A Sandy Tale


Sarika Saiyara


Even a few centuries ago, they used to call me “sand”. With the gradual change in my habitat and colour, my name has altered too. Natives here call me balu, the tourists call me “sand”, and you call me whatever you want to.

When the sun shines at me as dazzling as reacting magnesium oxide, I take on the most gentle hue of gold, almost earthen and muted. Once again, when the sun dips behind the horizon, my primrose hue is as gentle on the eye as a vintage photograph. This life of being a chameleon with the solar cycle has become my nature due to the centuries I have passed on this shore of Inani. 

My origins, however, were humble. I was jet black obsidian, trodden on in the scenic Himchari hills under the feet of an Asian elephant. I heard that they no longer visit Himchari, and it gives my tiny particles goosebumps to think of a life without being a part of the largest sea beach on earth. How I’d miss the driftwood that comes into my enormous body as tiny, dinghy boats! 

Being in Inani, I have no choice but to love the cool water singing me lullabies and the percussion of the waves; the fluttering breeze gently whispering to me about the tall palm tree’s argument with her partner. But my most favourite part is when the droplets of rain merge into the sea as one, each fragment clashing with one another to become a part of the body of the waves. This is how music began, how mankind began its endeavour of conjuring up dance and songs, by hearing the nearly hypnotic, soft, and natural rhythms of Mother Nature. Upon me, the rain is silent like the understanding of an old friend. It changes my hue to a more saturated one and I seem to thrive in it.

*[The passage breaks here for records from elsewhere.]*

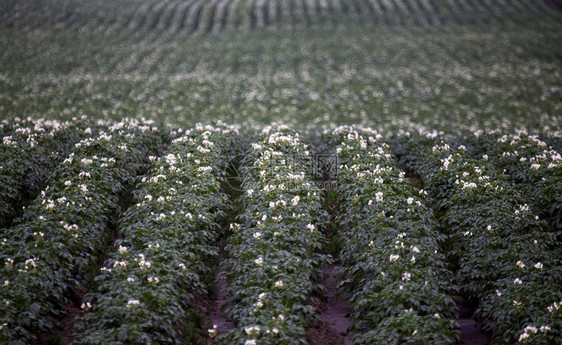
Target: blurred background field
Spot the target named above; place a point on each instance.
(456, 66)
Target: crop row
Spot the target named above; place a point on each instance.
(166, 247)
(397, 280)
(51, 249)
(274, 251)
(504, 253)
(29, 150)
(534, 165)
(173, 16)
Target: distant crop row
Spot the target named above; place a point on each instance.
(199, 16)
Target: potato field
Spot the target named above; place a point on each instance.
(279, 172)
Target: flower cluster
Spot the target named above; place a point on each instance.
(165, 252)
(60, 235)
(390, 248)
(272, 262)
(29, 150)
(508, 260)
(535, 166)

But these days, due to decades of littering all over my gigantic mass, I have difficulty breathing and interacting with my friends. Sometimes, I choke so hard that uncertainty dawns upon me as to whether I will be able to see another beautiful sunset or not. It amazes me how I, an infinite body particle, realise the gravity of littering on the coastline and yet the most ingenious creatures fail to comprehend it?